Im Referat werden grundsätzliche und geschäftsbereichsübergreifende Fragestellungen bearbeitet und die Kommunikation und Außendarstellung des Geschäftsbereichs abgestimmt. Die Zentrale Steuerung (N.N.) umfasst ämterübergreifende Planung, Steuerung und (Finanz-) Controlling sowie fünf fachlich differenzierte Aufgaben der geschäftsbereichsübergreifenden Koordinierung, wobei die operativen Aufgaben überwiegend in eigener Verantwortung der jeweiligen Dienststellen bleiben.
Im Auftrag des Referenten bearbeitet die persönliche Mitarbeiterin ausgewählte Projekte, übernimmt Koordinierungsaufgaben (etwa in der gesamtstädtischen Abstimmung mit dem Bildungsbüro beim Oberbürgermeister) und die Öffentlichkeitsarbeit einschließlich der Redaktion des Jahresberichts.

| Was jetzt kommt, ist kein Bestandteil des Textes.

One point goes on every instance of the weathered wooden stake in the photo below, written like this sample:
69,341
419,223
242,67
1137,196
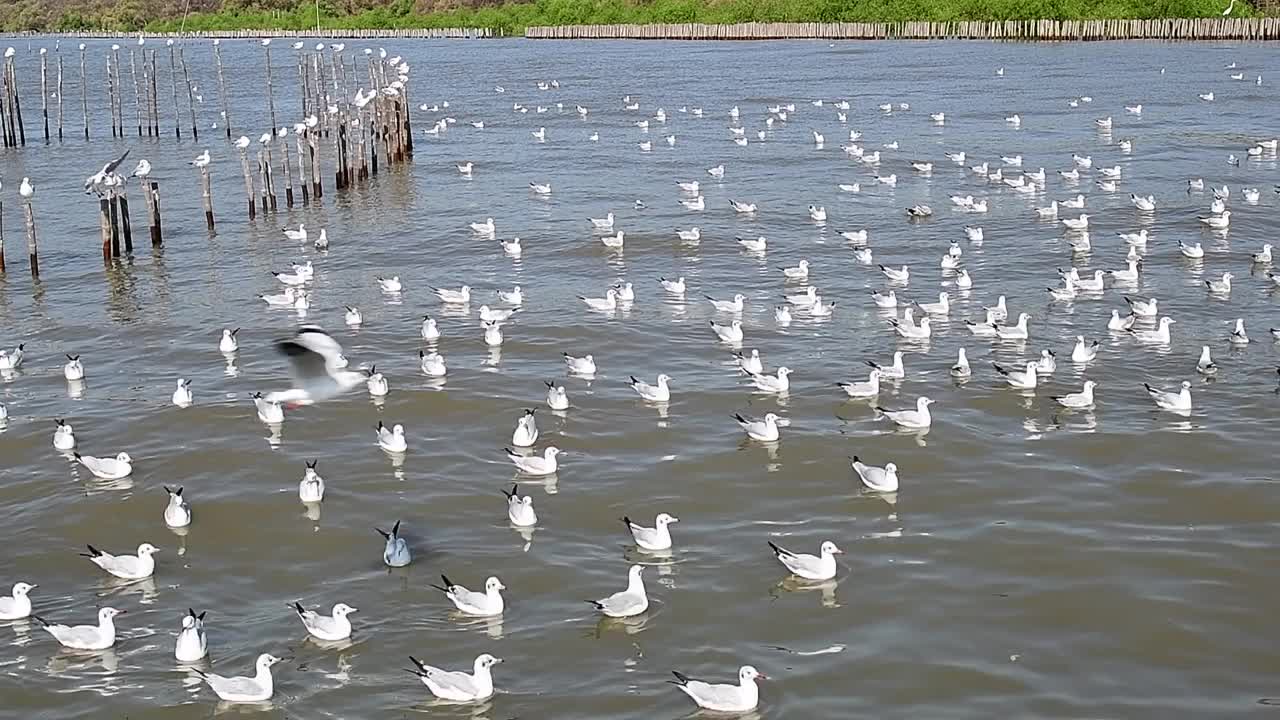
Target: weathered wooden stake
104,227
191,95
44,89
222,89
173,82
83,92
270,95
137,91
59,95
248,183
32,251
288,168
154,215
208,196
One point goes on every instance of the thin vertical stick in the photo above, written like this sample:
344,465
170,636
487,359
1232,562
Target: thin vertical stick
206,195
288,169
173,82
104,227
270,95
154,205
83,92
137,91
248,183
302,164
191,95
44,89
32,251
59,95
222,87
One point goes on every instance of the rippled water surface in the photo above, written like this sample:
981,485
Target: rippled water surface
1115,563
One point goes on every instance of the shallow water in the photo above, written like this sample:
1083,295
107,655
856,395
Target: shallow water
1106,564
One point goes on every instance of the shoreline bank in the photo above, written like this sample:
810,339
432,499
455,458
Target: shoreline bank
1031,31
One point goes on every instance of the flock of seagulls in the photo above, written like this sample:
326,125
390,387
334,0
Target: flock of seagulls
321,373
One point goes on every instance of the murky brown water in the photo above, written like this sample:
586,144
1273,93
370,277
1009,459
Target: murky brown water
1036,564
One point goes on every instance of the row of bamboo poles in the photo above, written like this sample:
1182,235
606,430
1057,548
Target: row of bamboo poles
423,33
1164,28
362,131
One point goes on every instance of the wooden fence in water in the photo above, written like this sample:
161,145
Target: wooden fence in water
1168,28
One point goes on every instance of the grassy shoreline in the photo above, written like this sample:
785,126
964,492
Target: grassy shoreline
511,18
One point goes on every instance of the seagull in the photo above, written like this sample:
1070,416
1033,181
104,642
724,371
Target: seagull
809,566
17,605
259,688
915,419
743,697
1078,400
877,479
520,509
764,429
557,399
126,566
177,514
458,687
629,602
1019,379
536,465
73,369
108,468
311,486
318,368
481,605
653,538
894,372
85,637
392,440
396,554
1178,401
330,628
192,645
658,392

Die Regiestelle Sozialraumentwicklung steuert und begleitet den Einsatz von Stadtteilkoordination in ausgewählten Sozialräumen mit einem besonderen Entwicklungsbedarf. Darüber hinaus vertritt sie den Geschäftsbereich in Fragen der sozialen Stadtentwicklung, die oft Schnittstellen zu Stadtplanung und –entwicklung aufweist, etwa im Bund-Länder-Programm „Die Soziale Stadt“, im Projekt „koop.stadt“ mit den Städten Bremen und Leipzig oder bei großen Stadtentwicklungsprojekten wie dem ehemaligen AEG-Gelände.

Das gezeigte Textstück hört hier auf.